A satisfação tem início na infância
É ainda na infância que damos conta, pelas primeiras vezes, que dinheiro traz felicidade. É quando surgem os primeiros sinais de satisfação com as nossas compras ou vivências. A forma como usamos o dinheiro ou o nosso tempo já tem impacto desde então.
Clarice Kunsch, psicóloga e pedagoga da Universidade de São Paulo, estudou contextos sociais de crianças que vivem com as agendas preenchidas e cercadas de bens materiais e presentes. A estudiosa brasileira concluiu que essas crianças são mais suscetíveis ao tédio.
“O número exagerado de brinquedos aparece como uma tentativa de suprir a ausência dos pais no dia a dia das crianças, habituadas a ganhar algo sem ao menos pedir”, revelou a psicóloga.
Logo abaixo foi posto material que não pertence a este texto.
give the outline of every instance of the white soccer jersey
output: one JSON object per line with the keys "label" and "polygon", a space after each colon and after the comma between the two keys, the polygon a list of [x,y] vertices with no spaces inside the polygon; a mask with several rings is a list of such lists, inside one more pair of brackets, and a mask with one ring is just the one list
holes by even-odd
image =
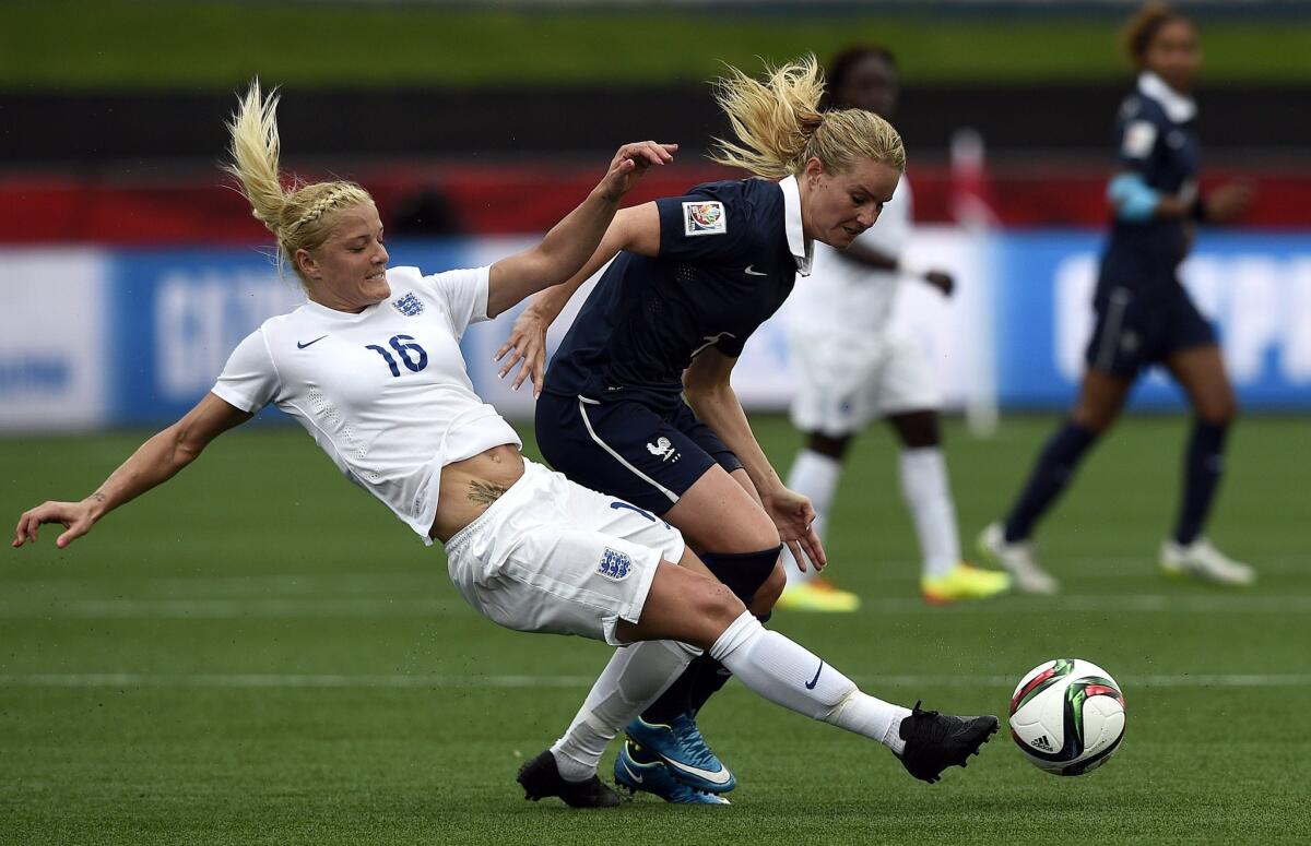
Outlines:
{"label": "white soccer jersey", "polygon": [[[910,183],[903,177],[878,221],[855,242],[899,257],[910,238],[912,207]],[[797,282],[789,309],[792,325],[839,334],[882,333],[891,320],[899,280],[898,272],[874,270],[817,242],[810,278]]]}
{"label": "white soccer jersey", "polygon": [[393,267],[391,297],[358,314],[305,303],[250,333],[212,392],[243,411],[271,402],[294,416],[346,478],[431,543],[442,468],[522,447],[473,393],[460,354],[465,327],[488,318],[488,272]]}

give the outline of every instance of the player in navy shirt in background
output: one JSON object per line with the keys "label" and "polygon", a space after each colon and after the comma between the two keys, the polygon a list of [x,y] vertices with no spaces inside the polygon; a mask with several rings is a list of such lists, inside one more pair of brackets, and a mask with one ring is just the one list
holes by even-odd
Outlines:
{"label": "player in navy shirt in background", "polygon": [[1028,485],[979,547],[1012,572],[1016,587],[1053,593],[1057,580],[1034,561],[1029,536],[1080,458],[1124,406],[1143,368],[1162,364],[1183,386],[1196,415],[1184,461],[1184,498],[1173,536],[1160,550],[1167,575],[1251,584],[1256,574],[1230,561],[1202,534],[1223,468],[1224,436],[1238,403],[1210,323],[1179,282],[1196,224],[1235,219],[1251,189],[1231,183],[1197,190],[1197,107],[1188,96],[1201,63],[1192,21],[1148,4],[1129,22],[1125,42],[1141,71],[1116,120],[1120,170],[1108,196],[1114,223],[1095,296],[1096,326],[1087,371],[1070,419],[1047,441]]}
{"label": "player in navy shirt in background", "polygon": [[[699,185],[619,212],[589,265],[536,297],[498,352],[514,351],[502,376],[522,359],[515,388],[531,376],[539,392],[543,456],[570,479],[680,529],[762,617],[785,583],[780,540],[798,562],[822,567],[825,555],[810,502],[770,466],[729,376],[796,275],[809,274],[814,241],[848,246],[878,219],[905,169],[886,120],[860,109],[821,111],[822,94],[813,56],[771,69],[763,84],[730,69],[716,100],[737,141],[720,140],[713,160],[759,178]],[[611,258],[543,381],[547,327]],[[606,690],[623,694],[621,652],[552,746],[566,777],[586,777],[604,750],[608,739],[590,732],[589,708]],[[724,803],[735,779],[694,716],[725,680],[708,655],[671,677],[628,726],[616,781],[669,801]]]}

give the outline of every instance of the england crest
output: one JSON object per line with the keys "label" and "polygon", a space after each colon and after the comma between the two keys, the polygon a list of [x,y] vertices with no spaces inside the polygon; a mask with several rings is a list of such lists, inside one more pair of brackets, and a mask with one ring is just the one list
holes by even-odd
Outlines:
{"label": "england crest", "polygon": [[413,292],[406,293],[399,300],[392,300],[392,306],[405,317],[414,317],[423,312],[423,304],[420,303],[420,299]]}
{"label": "england crest", "polygon": [[615,581],[623,581],[632,571],[633,559],[620,551],[610,549],[608,546],[600,557],[600,564],[597,567],[597,572]]}

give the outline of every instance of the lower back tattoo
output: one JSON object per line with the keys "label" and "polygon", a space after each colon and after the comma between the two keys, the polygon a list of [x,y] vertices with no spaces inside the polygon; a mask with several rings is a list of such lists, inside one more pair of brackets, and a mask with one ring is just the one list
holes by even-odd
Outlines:
{"label": "lower back tattoo", "polygon": [[496,500],[501,499],[507,488],[501,485],[493,485],[492,482],[469,482],[469,502],[481,503],[484,506],[490,506]]}

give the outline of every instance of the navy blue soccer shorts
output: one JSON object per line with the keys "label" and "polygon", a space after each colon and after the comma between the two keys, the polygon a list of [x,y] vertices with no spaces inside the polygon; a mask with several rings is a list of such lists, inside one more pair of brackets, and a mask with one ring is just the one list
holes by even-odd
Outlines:
{"label": "navy blue soccer shorts", "polygon": [[742,466],[687,403],[667,414],[633,401],[543,393],[535,418],[543,457],[572,481],[663,515],[716,464]]}
{"label": "navy blue soccer shorts", "polygon": [[1215,330],[1183,285],[1150,297],[1124,285],[1099,287],[1096,323],[1084,360],[1103,373],[1133,380],[1152,364],[1192,347],[1215,343]]}

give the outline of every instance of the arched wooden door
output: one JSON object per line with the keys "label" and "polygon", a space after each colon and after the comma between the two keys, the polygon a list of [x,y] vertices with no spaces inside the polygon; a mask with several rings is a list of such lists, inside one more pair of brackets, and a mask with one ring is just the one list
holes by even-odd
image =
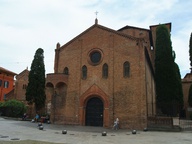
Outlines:
{"label": "arched wooden door", "polygon": [[103,126],[103,102],[97,97],[88,100],[85,116],[86,126]]}

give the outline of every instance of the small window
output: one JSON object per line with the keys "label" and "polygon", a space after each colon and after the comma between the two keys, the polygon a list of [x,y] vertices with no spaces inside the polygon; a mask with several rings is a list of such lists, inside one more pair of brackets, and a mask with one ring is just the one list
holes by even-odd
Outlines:
{"label": "small window", "polygon": [[108,78],[108,65],[106,63],[103,65],[103,78]]}
{"label": "small window", "polygon": [[124,77],[129,77],[130,75],[130,64],[128,61],[126,61],[124,64],[123,64],[123,76]]}
{"label": "small window", "polygon": [[8,88],[9,87],[9,82],[8,81],[5,81],[4,82],[4,88]]}
{"label": "small window", "polygon": [[82,67],[82,79],[86,79],[87,78],[87,67],[84,65]]}
{"label": "small window", "polygon": [[65,67],[65,68],[64,68],[63,73],[66,74],[66,75],[69,75],[69,69],[68,69],[68,67]]}

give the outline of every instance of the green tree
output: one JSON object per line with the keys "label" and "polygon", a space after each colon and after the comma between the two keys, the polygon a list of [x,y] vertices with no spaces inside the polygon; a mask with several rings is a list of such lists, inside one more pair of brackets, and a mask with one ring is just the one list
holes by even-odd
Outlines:
{"label": "green tree", "polygon": [[[189,40],[189,60],[190,60],[191,73],[192,73],[192,33]],[[189,106],[192,106],[192,85],[190,86],[190,89],[189,89],[188,103],[189,103]]]}
{"label": "green tree", "polygon": [[[190,60],[190,66],[192,68],[192,33],[189,40],[189,60]],[[192,69],[191,69],[191,73],[192,73]]]}
{"label": "green tree", "polygon": [[35,103],[36,111],[45,105],[45,66],[44,51],[42,48],[36,50],[31,64],[31,70],[28,77],[28,86],[26,89],[26,100],[29,103]]}
{"label": "green tree", "polygon": [[165,25],[159,25],[155,49],[156,94],[158,107],[167,115],[176,115],[178,106],[183,104],[181,77],[174,59],[169,31]]}

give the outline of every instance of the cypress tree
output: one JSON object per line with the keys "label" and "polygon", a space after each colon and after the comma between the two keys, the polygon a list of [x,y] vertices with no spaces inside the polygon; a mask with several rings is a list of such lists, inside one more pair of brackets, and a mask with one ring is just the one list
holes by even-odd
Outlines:
{"label": "cypress tree", "polygon": [[165,25],[159,25],[155,49],[157,106],[167,115],[176,115],[176,106],[183,103],[180,72],[174,59],[169,31]]}
{"label": "cypress tree", "polygon": [[[190,66],[192,68],[192,33],[189,40],[189,60],[190,60]],[[192,69],[191,69],[191,73],[192,73]]]}
{"label": "cypress tree", "polygon": [[26,89],[26,100],[28,103],[35,103],[36,111],[45,105],[45,66],[44,51],[42,48],[36,50],[31,64],[31,70],[28,77],[28,86]]}
{"label": "cypress tree", "polygon": [[[192,33],[189,40],[189,60],[190,60],[190,66],[191,66],[191,73],[192,73]],[[189,89],[189,95],[188,95],[188,104],[192,107],[192,85]]]}

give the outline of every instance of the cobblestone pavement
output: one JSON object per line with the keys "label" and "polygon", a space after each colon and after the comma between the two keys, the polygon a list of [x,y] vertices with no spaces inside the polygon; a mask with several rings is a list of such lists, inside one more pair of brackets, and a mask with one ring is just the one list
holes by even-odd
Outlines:
{"label": "cobblestone pavement", "polygon": [[[67,134],[62,134],[66,130]],[[102,136],[103,132],[106,136]],[[0,117],[0,144],[3,141],[37,140],[65,144],[191,144],[192,132],[112,130],[102,127],[70,126],[18,121]]]}

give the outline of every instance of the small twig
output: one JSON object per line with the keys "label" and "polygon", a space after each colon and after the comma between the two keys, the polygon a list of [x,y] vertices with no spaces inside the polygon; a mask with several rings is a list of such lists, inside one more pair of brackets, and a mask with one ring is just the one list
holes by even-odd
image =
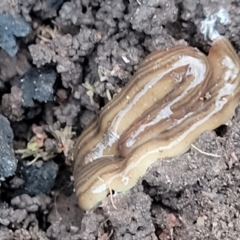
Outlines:
{"label": "small twig", "polygon": [[204,152],[203,150],[199,149],[198,147],[196,147],[195,145],[191,144],[191,146],[196,149],[198,152],[204,154],[204,155],[207,155],[207,156],[211,156],[211,157],[221,157],[217,154],[214,154],[214,153],[208,153],[208,152]]}
{"label": "small twig", "polygon": [[99,176],[98,176],[98,179],[107,185],[108,190],[109,190],[109,192],[110,192],[111,203],[112,203],[113,207],[117,210],[117,207],[115,206],[115,204],[114,204],[114,202],[113,202],[112,189],[111,189],[110,185],[109,185],[108,183],[106,183],[106,181],[104,181],[104,180],[103,180],[102,178],[100,178]]}

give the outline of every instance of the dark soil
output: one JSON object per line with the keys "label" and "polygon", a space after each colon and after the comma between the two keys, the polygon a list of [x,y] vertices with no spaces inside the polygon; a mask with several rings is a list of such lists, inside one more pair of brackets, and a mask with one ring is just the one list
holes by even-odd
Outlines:
{"label": "dark soil", "polygon": [[240,239],[240,107],[194,142],[210,154],[158,161],[117,209],[106,198],[84,213],[71,175],[73,141],[148,53],[207,53],[210,19],[240,56],[239,12],[234,0],[2,0],[0,240]]}

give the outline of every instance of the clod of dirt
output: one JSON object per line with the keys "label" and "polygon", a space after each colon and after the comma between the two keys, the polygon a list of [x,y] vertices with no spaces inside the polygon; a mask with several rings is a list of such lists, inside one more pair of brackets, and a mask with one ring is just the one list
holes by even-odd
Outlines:
{"label": "clod of dirt", "polygon": [[27,218],[26,209],[9,208],[6,203],[0,205],[0,223],[4,226],[8,226],[10,223],[18,224]]}
{"label": "clod of dirt", "polygon": [[58,173],[58,165],[53,161],[44,162],[42,166],[24,166],[21,174],[24,180],[23,192],[29,195],[49,193]]}
{"label": "clod of dirt", "polygon": [[[132,28],[146,34],[157,34],[167,22],[175,22],[178,9],[174,0],[134,1],[128,15]],[[146,21],[147,19],[147,21]]]}
{"label": "clod of dirt", "polygon": [[0,177],[12,176],[17,168],[13,151],[13,132],[10,123],[0,115]]}
{"label": "clod of dirt", "polygon": [[36,197],[30,197],[22,194],[11,200],[11,205],[15,208],[26,209],[28,212],[37,212],[38,210],[46,210],[51,203],[51,198],[41,194]]}
{"label": "clod of dirt", "polygon": [[13,86],[11,93],[4,94],[2,97],[1,105],[3,114],[11,121],[20,121],[23,119],[22,95],[22,90],[18,86]]}
{"label": "clod of dirt", "polygon": [[15,56],[18,51],[16,37],[25,37],[30,31],[30,25],[22,17],[0,15],[0,46],[10,56]]}
{"label": "clod of dirt", "polygon": [[57,73],[51,68],[31,68],[21,79],[23,106],[33,107],[34,100],[51,101],[56,77]]}
{"label": "clod of dirt", "polygon": [[71,98],[66,104],[56,107],[54,109],[54,115],[60,123],[66,123],[72,126],[76,122],[80,111],[80,101]]}

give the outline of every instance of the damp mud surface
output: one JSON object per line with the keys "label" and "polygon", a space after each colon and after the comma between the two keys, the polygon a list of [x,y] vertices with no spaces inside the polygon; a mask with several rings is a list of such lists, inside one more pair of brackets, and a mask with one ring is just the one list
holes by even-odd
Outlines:
{"label": "damp mud surface", "polygon": [[150,52],[182,44],[207,54],[222,35],[240,56],[239,12],[234,0],[2,0],[0,239],[239,239],[240,106],[88,213],[70,157]]}

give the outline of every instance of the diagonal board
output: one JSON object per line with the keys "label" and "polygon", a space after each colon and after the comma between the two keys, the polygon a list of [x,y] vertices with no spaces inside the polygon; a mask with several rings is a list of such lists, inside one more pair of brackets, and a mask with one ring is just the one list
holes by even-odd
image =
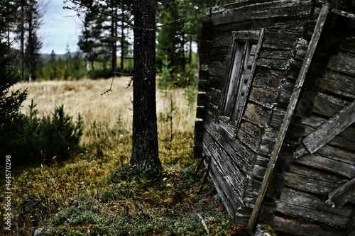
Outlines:
{"label": "diagonal board", "polygon": [[355,179],[342,185],[328,194],[327,203],[334,208],[338,208],[349,202],[355,197]]}
{"label": "diagonal board", "polygon": [[339,133],[355,122],[355,100],[305,137],[295,153],[295,158],[306,153],[313,154]]}
{"label": "diagonal board", "polygon": [[288,104],[286,113],[285,114],[285,117],[280,129],[280,133],[278,134],[278,139],[276,140],[275,147],[273,150],[273,153],[271,154],[271,157],[270,157],[270,162],[268,162],[268,167],[261,184],[260,192],[258,194],[253,212],[251,213],[251,218],[248,222],[248,231],[249,231],[249,232],[252,232],[253,231],[255,223],[258,218],[261,204],[263,203],[263,201],[265,197],[265,193],[268,189],[268,184],[271,178],[275,164],[278,159],[278,154],[280,153],[280,150],[283,143],[283,140],[285,139],[288,125],[290,125],[292,115],[293,114],[293,111],[296,106],[307,72],[308,72],[312,59],[313,58],[313,55],[317,47],[320,34],[322,33],[323,26],[325,23],[325,21],[327,20],[329,8],[330,6],[329,4],[324,4],[320,12],[318,19],[317,20],[315,32],[313,33],[310,40],[310,45],[308,46],[308,49],[305,56],[305,60],[303,60],[303,63],[300,70],[300,74],[298,74],[298,77],[296,81],[296,84],[295,85],[295,89],[293,89],[293,92],[290,98],[290,103]]}

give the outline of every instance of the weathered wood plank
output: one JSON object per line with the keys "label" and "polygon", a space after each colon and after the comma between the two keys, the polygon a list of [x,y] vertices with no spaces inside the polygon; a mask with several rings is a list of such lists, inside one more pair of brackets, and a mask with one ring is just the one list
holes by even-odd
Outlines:
{"label": "weathered wood plank", "polygon": [[200,52],[201,53],[209,53],[209,48],[211,47],[211,41],[204,40],[200,42]]}
{"label": "weathered wood plank", "polygon": [[[355,122],[355,100],[317,130],[304,138],[302,142],[307,150],[313,154],[354,122]],[[305,154],[303,152],[297,152],[297,153],[295,158]]]}
{"label": "weathered wood plank", "polygon": [[207,80],[208,78],[208,70],[200,69],[199,71],[199,79]]}
{"label": "weathered wood plank", "polygon": [[346,230],[312,222],[305,223],[302,220],[275,216],[271,224],[280,235],[297,236],[348,236]]}
{"label": "weathered wood plank", "polygon": [[296,159],[295,163],[330,173],[335,173],[348,178],[355,178],[355,166],[341,161],[334,160],[326,157],[306,154]]}
{"label": "weathered wood plank", "polygon": [[219,47],[229,46],[232,43],[233,33],[231,31],[214,33],[212,38],[212,47]]}
{"label": "weathered wood plank", "polygon": [[280,200],[275,200],[276,211],[305,220],[346,229],[354,215],[351,206],[334,208],[312,194],[285,188]]}
{"label": "weathered wood plank", "polygon": [[[204,135],[204,140],[206,142],[214,141],[208,133]],[[229,186],[234,193],[238,194],[239,198],[241,198],[246,176],[239,167],[238,163],[235,163],[236,157],[231,156],[218,144],[209,147],[209,151],[215,162],[220,167],[219,172],[224,175],[224,181],[219,184]]]}
{"label": "weathered wood plank", "polygon": [[[315,129],[312,128],[307,126],[304,126],[303,128],[305,128],[305,135],[310,135],[312,132],[315,131]],[[335,147],[344,149],[344,150],[352,151],[353,152],[355,152],[355,133],[354,133],[354,125],[353,126],[348,127],[338,135],[335,136],[330,141],[329,141],[327,142],[328,145],[334,146]],[[327,154],[324,154],[327,156]],[[331,154],[331,153],[329,154]]]}
{"label": "weathered wood plank", "polygon": [[255,103],[271,109],[273,108],[277,96],[278,92],[276,91],[254,87],[251,89],[248,99]]}
{"label": "weathered wood plank", "polygon": [[355,32],[346,32],[340,37],[339,48],[345,53],[355,54]]}
{"label": "weathered wood plank", "polygon": [[[306,136],[315,132],[317,128],[322,126],[327,120],[327,119],[319,116],[311,116],[307,118],[300,120],[300,123],[304,125],[305,135]],[[329,143],[332,145],[345,147],[348,150],[355,150],[355,147],[352,147],[354,145],[351,142],[355,143],[355,124],[354,123],[339,133]]]}
{"label": "weathered wood plank", "polygon": [[350,99],[355,99],[354,87],[355,77],[349,77],[334,71],[328,71],[322,79],[320,89],[324,93],[331,92]]}
{"label": "weathered wood plank", "polygon": [[288,67],[288,62],[285,59],[259,57],[256,60],[256,65],[271,69],[285,70]]}
{"label": "weathered wood plank", "polygon": [[[302,36],[302,34],[300,33],[285,33],[285,32],[279,30],[266,31],[263,47],[290,51],[293,48],[296,40]],[[280,38],[283,40],[280,40]]]}
{"label": "weathered wood plank", "polygon": [[284,173],[284,176],[285,186],[321,196],[347,181],[345,178],[295,164],[290,167],[289,172]]}
{"label": "weathered wood plank", "polygon": [[269,125],[271,128],[278,129],[283,123],[283,118],[286,113],[286,109],[280,107],[275,107],[273,109],[270,118]]}
{"label": "weathered wood plank", "polygon": [[255,152],[257,152],[261,139],[261,128],[248,121],[241,121],[236,137],[241,142]]}
{"label": "weathered wood plank", "polygon": [[[212,45],[214,46],[214,45]],[[228,55],[230,52],[229,47],[211,47],[209,51],[209,60],[211,62],[219,61],[226,62]]]}
{"label": "weathered wood plank", "polygon": [[236,166],[242,169],[245,174],[247,174],[254,158],[255,154],[253,152],[238,140],[234,142],[229,142],[229,140],[226,140],[226,137],[222,135],[219,128],[219,125],[215,124],[210,116],[207,116],[206,120],[204,129],[214,137],[216,143],[219,143],[223,147],[229,155],[234,157],[232,163],[235,163]]}
{"label": "weathered wood plank", "polygon": [[271,111],[252,103],[248,103],[243,119],[260,128],[266,127]]}
{"label": "weathered wood plank", "polygon": [[224,78],[226,74],[226,69],[225,68],[219,68],[219,67],[208,67],[208,72],[209,74],[214,76],[214,77],[222,77]]}
{"label": "weathered wood plank", "polygon": [[212,118],[213,120],[215,120],[218,116],[218,106],[212,103],[207,103],[205,108],[206,116],[209,116]]}
{"label": "weathered wood plank", "polygon": [[197,106],[196,108],[196,118],[198,119],[204,119],[206,116],[206,108],[203,106]]}
{"label": "weathered wood plank", "polygon": [[200,79],[198,82],[198,91],[206,91],[206,87],[209,85],[207,80]]}
{"label": "weathered wood plank", "polygon": [[241,6],[232,10],[212,9],[212,26],[246,20],[266,21],[268,18],[285,16],[308,16],[311,11],[310,1],[273,1]]}
{"label": "weathered wood plank", "polygon": [[327,203],[332,207],[339,207],[355,198],[355,179],[329,193]]}
{"label": "weathered wood plank", "polygon": [[197,94],[197,106],[204,106],[207,102],[207,96],[205,93]]}
{"label": "weathered wood plank", "polygon": [[353,222],[348,228],[348,236],[355,236],[355,215],[353,218]]}
{"label": "weathered wood plank", "polygon": [[323,26],[325,23],[325,21],[327,20],[327,16],[328,15],[328,12],[329,11],[329,4],[324,4],[322,8],[322,11],[318,17],[318,20],[317,21],[316,27],[315,28],[315,33],[313,36],[312,37],[311,41],[310,43],[310,46],[307,50],[307,54],[305,57],[305,60],[303,61],[301,69],[300,71],[300,74],[298,75],[298,78],[296,81],[296,85],[295,86],[294,91],[291,96],[290,99],[290,104],[288,106],[288,109],[286,111],[286,115],[285,116],[283,125],[281,125],[281,128],[280,130],[280,134],[278,137],[278,141],[276,142],[275,148],[273,151],[269,165],[266,169],[266,172],[265,174],[265,177],[263,181],[263,184],[261,189],[261,193],[258,196],[256,202],[256,206],[253,210],[253,213],[250,220],[248,223],[248,230],[249,232],[252,232],[254,227],[255,223],[256,221],[256,218],[258,217],[260,208],[261,206],[261,203],[264,198],[265,194],[266,193],[266,190],[268,186],[268,183],[270,181],[270,178],[271,177],[271,174],[273,171],[273,168],[275,167],[275,164],[278,159],[278,154],[281,149],[281,147],[283,143],[283,140],[286,135],[287,130],[288,128],[288,125],[290,124],[290,121],[293,114],[293,111],[296,106],[296,103],[297,101],[298,96],[300,96],[300,93],[301,91],[302,86],[303,85],[303,82],[305,81],[305,77],[307,75],[307,72],[308,72],[308,69],[310,67],[310,63],[312,62],[312,58],[313,54],[317,47],[317,45],[318,40],[320,39],[320,35],[322,33],[322,30]]}
{"label": "weathered wood plank", "polygon": [[354,56],[340,51],[338,55],[330,57],[328,68],[354,77],[355,77]]}
{"label": "weathered wood plank", "polygon": [[279,95],[277,98],[278,103],[288,106],[290,102],[290,98],[295,88],[295,84],[285,80],[281,85],[279,91]]}
{"label": "weathered wood plank", "polygon": [[[208,147],[204,144],[203,145],[203,152],[204,155],[212,157],[211,152],[209,151]],[[205,165],[207,166],[208,162]],[[234,215],[239,206],[241,205],[241,199],[236,198],[238,196],[233,189],[230,188],[229,186],[226,184],[221,184],[224,183],[224,176],[223,174],[220,172],[220,167],[218,166],[218,163],[213,159],[211,159],[209,162],[209,176],[213,181],[213,184],[218,191],[218,193],[222,202],[226,206],[229,214],[230,215]]]}
{"label": "weathered wood plank", "polygon": [[331,118],[344,108],[349,102],[334,96],[319,92],[313,106],[313,111],[322,116]]}
{"label": "weathered wood plank", "polygon": [[324,145],[316,152],[317,154],[355,166],[354,151],[348,151],[332,145]]}
{"label": "weathered wood plank", "polygon": [[209,62],[209,53],[200,52],[200,64],[208,64]]}
{"label": "weathered wood plank", "polygon": [[213,87],[209,86],[206,91],[206,95],[209,102],[214,104],[219,104],[219,100],[221,99],[221,90],[216,89]]}
{"label": "weathered wood plank", "polygon": [[272,199],[280,199],[284,184],[285,177],[283,174],[273,173],[266,193],[266,197]]}
{"label": "weathered wood plank", "polygon": [[224,84],[224,78],[221,78],[218,77],[209,76],[207,78],[207,82],[209,86],[212,88],[222,90],[223,89],[223,84]]}

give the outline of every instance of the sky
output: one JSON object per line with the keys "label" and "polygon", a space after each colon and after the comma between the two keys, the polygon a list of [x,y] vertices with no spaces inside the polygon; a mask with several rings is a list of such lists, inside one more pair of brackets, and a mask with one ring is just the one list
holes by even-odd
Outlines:
{"label": "sky", "polygon": [[43,45],[41,53],[65,54],[67,45],[70,52],[78,50],[77,45],[80,34],[82,23],[74,11],[63,9],[62,0],[50,0],[44,13],[43,23],[39,30]]}

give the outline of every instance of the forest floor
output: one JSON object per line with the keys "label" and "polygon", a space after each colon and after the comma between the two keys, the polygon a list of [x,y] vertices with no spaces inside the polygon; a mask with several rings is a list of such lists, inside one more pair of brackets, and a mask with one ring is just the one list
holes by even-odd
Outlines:
{"label": "forest floor", "polygon": [[[132,88],[129,78],[19,83],[28,88],[38,114],[64,104],[84,120],[81,150],[64,162],[12,167],[11,231],[33,235],[247,235],[235,226],[207,181],[194,179],[195,103],[182,89],[157,92],[158,177],[129,170]],[[4,199],[4,193],[0,198]],[[1,205],[4,214],[5,201]],[[4,218],[5,216],[3,215]]]}

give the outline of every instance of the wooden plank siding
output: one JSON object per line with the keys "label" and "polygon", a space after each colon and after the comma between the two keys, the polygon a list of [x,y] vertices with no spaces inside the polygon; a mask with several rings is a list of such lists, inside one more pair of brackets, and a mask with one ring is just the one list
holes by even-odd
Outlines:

Kunsch acrescentou ainda que este tipo de rotina das crianças e de comportamento dos pais cria “pouca expectativa na conquista ou na realização de um desejo”, fazendo com que “rapidamente, os brinquedos fiquem obsoletos ou desinteressantes.”
Mais parques e centros de lazer
Um dos aspetos mais positivos que os resultados destes estudos mostram, é observar que alguns objetivos podem ter uma aplicação mais ampla. De acordo com Gilovich, os resultados podem alertar às autoridades e servir de guia para que haja investimento em infraestruturas mais globais, que possam proporcionar experiências gratificantes às populações. O psicólogo dá como exemplo a construção de mais cinemas, parques, teatros, casas de espetáculo ou trilhas naturais.
Esta pode mesmo ser a prova científica de que as melhores coisas da vida, de facto, custam menos euros do que os centros comerciais querem fazer acreditar – mas, ainda assim, fica provado que dinheiro traz felicidade, ou pelo menos oferece motivos para se estar feliz.
A mensagem final do estudo científico parece nos levar à reflexão comum aos tempos modernos: o dinheiro pode sim estar relacionado ao bem estar e à felicidade, mas é preciso saber fazer as escolhas certas.